Closed aneesh-joshi closed 5 years ago
We're going to give up Python 2, how do you think?
By the end of this year, both pandas, numpy and a series of libraries will not support 2.* as well.
It's okay, in my case, I run MatchZoo with Python 3.5 and there is no problem :+1:
An example use case for 2.0:
import matchzoo as mz
# Train a network.
queries, documents, labels = load_training_data()
# Fit & Pre-processing
queries, documents, labels = mz.fit_transform(queries, documents, labels)
# Initialize a Deep Semantic Structured Model.
dssm_model = mz.DSSM()
dssm_model.compile(optimizer='sgd', learning_rate=0.01, metrics=['accuracy'])
# Train model, support **kwargs such as num_epochs.
dssm_model.fit([queries, documents], labels)
dssm_model.save('your-model-save-path.h5')
import matchzoo as mz
# Make prediction.
# Load test data to be predicted.
queries, documents = load_test_data()
# Apply the same fit_transform as training.
queries, documents = mz.fit_transform(queries, documents)
# Initialize a Deep Semantic Structured Model.
dssm_model = mz.DSSM()
# Load pre-trained model.
dssm_model = dssm_model.load('your-model-save-path.h5')
dssm_model.predict([queries, documents])
Add docstrings for all functions and classes
In our quality control pipeline already.
Make MZ OS independent
Mostly python's job. All we need to do is to be aware of using OS dependent lib calls.
Make MZ usable by providing custom data
1.0 already has it, just kinda difficult. I guess you want it easier, and that's our plan.
Allow External Benchmarking
Benchmarking what?
docker, conda, virtualenv support (wishlist)
I think this one is really important. Personally I use pipenv
while developing, but that's not the group's decision. The group's decision is just to satisfy the CI for now, and will come back to env later.
Mostly python's job. All we need to do is to be aware of using OS dependent lib calls.
The bash files like run_data.sh
cannot work with windows.
All bash scripts (and there are quite a few) will have to be converted to python.
Or we can provide a bash and .bat file. This seems like too much though.
@uduse
1.0 already has it, just kinda difficult. I guess you want it easier, and that's our plan.
This should be as easy as
query_term_vector = dssm_model.translate("When was Abraham Lincoln born?")
doc_term_vector = dssm_model.translate("AL was born in xxx")
# query_term_vector : [[10, 15, 75, ...]
# doc_term_vector : [[63, 35, 5, ...]
print(dssm_model.predict_similarity(query_term_vector, doc_term_vector))
# 0.9
Propose new model: Learning Text Similarity with Siamese Recurrent Networks
An tensorflow implementation: https://github.com/dhwajraj/deep-siamese-text-similarity
@aneesh-joshi It will be mostly python, at least users won't need to touch os dependent scripts. And yes, it will be easy like that.
Update June 12, 2018:
What we have done for MZ 2.0
What we are doing now for MZ 2.0
Future Work
Update June 19, 2018
We decoupled list of models in a separate repository: awaresome-neural-models-for-semantic-match, if you discovered nice papers related to neural semantic matching, feel free to send a PR.
Hey guys,
Another suggestion:
We need save load functionality in MZ like that of keras.

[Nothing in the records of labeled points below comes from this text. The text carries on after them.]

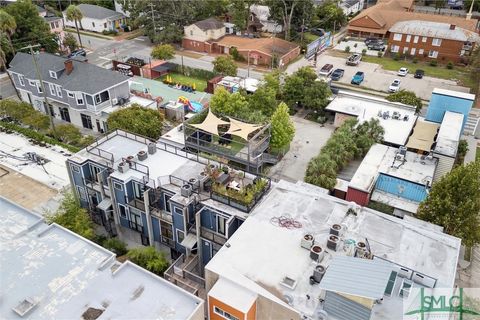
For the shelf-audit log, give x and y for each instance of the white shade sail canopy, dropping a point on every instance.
(210, 124)
(241, 129)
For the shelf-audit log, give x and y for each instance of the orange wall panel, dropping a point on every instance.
(225, 307)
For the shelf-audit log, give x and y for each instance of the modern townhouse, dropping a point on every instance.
(77, 92)
(160, 195)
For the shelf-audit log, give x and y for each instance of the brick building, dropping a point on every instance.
(378, 19)
(431, 40)
(209, 36)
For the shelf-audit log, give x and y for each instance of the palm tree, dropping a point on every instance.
(7, 26)
(74, 14)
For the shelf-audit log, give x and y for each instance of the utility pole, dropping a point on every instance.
(39, 75)
(153, 20)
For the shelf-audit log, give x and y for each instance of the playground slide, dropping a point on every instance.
(192, 105)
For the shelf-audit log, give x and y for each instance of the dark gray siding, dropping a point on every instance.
(343, 308)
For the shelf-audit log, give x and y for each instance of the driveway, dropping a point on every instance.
(378, 79)
(309, 138)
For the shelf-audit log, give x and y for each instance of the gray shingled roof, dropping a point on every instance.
(358, 277)
(85, 77)
(97, 12)
(209, 24)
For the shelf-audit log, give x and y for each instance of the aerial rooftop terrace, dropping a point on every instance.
(49, 272)
(275, 253)
(397, 119)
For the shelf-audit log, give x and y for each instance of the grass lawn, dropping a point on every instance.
(234, 147)
(440, 71)
(200, 84)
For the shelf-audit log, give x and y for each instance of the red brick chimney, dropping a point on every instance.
(68, 66)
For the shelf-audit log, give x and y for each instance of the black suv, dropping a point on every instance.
(419, 74)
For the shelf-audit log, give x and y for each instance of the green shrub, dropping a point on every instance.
(193, 72)
(149, 258)
(37, 136)
(117, 246)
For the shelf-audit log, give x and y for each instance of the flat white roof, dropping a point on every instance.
(381, 159)
(449, 134)
(274, 252)
(49, 272)
(452, 93)
(53, 173)
(366, 107)
(238, 297)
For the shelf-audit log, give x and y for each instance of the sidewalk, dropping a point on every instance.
(472, 149)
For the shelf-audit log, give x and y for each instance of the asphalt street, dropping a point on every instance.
(102, 51)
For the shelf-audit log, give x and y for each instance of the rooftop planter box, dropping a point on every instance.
(243, 199)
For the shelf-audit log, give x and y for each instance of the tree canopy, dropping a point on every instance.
(73, 217)
(163, 52)
(454, 203)
(408, 98)
(329, 15)
(31, 28)
(225, 65)
(169, 16)
(301, 87)
(351, 140)
(282, 129)
(137, 119)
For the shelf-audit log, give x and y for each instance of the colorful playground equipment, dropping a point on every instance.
(191, 105)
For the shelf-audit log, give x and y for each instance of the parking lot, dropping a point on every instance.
(378, 79)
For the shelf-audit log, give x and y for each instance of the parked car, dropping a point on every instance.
(326, 70)
(371, 40)
(354, 59)
(317, 31)
(402, 72)
(380, 46)
(358, 78)
(419, 74)
(337, 74)
(78, 52)
(395, 86)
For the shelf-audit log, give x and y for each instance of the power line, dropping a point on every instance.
(39, 75)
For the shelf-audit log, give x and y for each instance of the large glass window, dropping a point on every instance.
(86, 121)
(221, 221)
(137, 190)
(397, 37)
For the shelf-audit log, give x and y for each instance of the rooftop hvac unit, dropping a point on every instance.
(318, 273)
(202, 178)
(360, 249)
(142, 155)
(307, 241)
(186, 190)
(332, 242)
(123, 167)
(336, 229)
(152, 147)
(194, 182)
(316, 253)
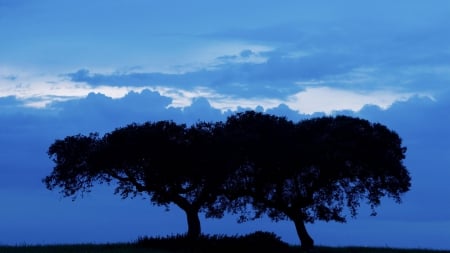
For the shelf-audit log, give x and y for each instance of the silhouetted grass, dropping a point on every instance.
(258, 242)
(268, 242)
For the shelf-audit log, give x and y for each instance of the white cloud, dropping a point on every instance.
(326, 99)
(40, 90)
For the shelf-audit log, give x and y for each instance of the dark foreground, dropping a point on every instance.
(256, 242)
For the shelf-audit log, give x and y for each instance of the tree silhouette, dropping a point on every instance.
(317, 169)
(169, 162)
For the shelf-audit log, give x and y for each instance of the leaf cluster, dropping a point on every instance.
(252, 164)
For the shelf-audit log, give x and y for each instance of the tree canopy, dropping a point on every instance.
(315, 169)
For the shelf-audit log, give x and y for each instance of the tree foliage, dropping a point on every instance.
(315, 169)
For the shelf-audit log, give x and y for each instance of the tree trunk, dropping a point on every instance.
(306, 241)
(194, 229)
(191, 210)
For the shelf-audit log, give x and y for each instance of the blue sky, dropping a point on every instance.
(69, 67)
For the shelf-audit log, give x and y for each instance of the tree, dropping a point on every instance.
(317, 169)
(169, 162)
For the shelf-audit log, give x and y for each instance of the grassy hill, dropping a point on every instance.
(255, 242)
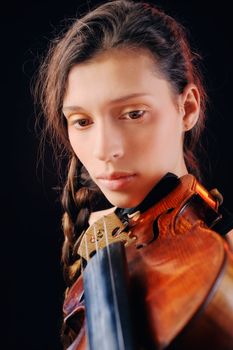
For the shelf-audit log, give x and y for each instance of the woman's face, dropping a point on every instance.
(124, 124)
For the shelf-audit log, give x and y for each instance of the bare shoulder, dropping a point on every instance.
(98, 214)
(229, 237)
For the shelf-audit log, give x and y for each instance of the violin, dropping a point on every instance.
(159, 279)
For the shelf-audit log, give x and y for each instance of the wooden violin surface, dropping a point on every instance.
(181, 276)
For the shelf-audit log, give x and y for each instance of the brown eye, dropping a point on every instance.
(82, 123)
(135, 114)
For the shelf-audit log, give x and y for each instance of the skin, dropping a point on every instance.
(126, 153)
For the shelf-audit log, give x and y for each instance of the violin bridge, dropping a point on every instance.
(106, 230)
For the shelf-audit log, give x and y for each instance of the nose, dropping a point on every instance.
(108, 144)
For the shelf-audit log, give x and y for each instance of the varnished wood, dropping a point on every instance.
(182, 281)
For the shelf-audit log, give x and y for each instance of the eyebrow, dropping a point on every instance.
(117, 100)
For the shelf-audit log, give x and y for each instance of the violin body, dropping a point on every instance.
(180, 273)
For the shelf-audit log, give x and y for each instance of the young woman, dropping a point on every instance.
(122, 93)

This is a bit challenging to use keras' model.save
because we have Lambda layers which don't serialize so well.
Although keras claims it has been resolved, I am still unable to save it.
Maybe somebody can check if saving keras can save lambda or eliminate lambda all together.
We also can't just pickle the MZ model as Keras documentation states :
It is not recommended to use pickle or cPickle to save a Keras model.
Moreover, a lot of functions have unnecessary Lambda functions. for example, a lamda layer for just adding softmax activation to a dense layer. This can be done by just setting the parameter to the Dense function. Is there an obvious reason I am missing here? Let me know what you think.
@aneesh-joshi Saving a complete keras model is tricky, and I had a lot troubles doing so as well. However, there's a work around. Saving model weights rarely fails. If we can make model building process deterministic based on matchzoo model parameters, and save those model parameters as file successfully, then we can avoid the tricky part of saving a model: we just build a model with the exact same structure on the fly then load the weights. State of the optimizer will be lost during that process, but that's much less important than saving model weights correctly.
@uduse I was hoping to avoid using parameters, config, etc from saved files in 2.0. In my opinion, it adds extra moving parts and reduces readability. (I might be wrong in this thought.)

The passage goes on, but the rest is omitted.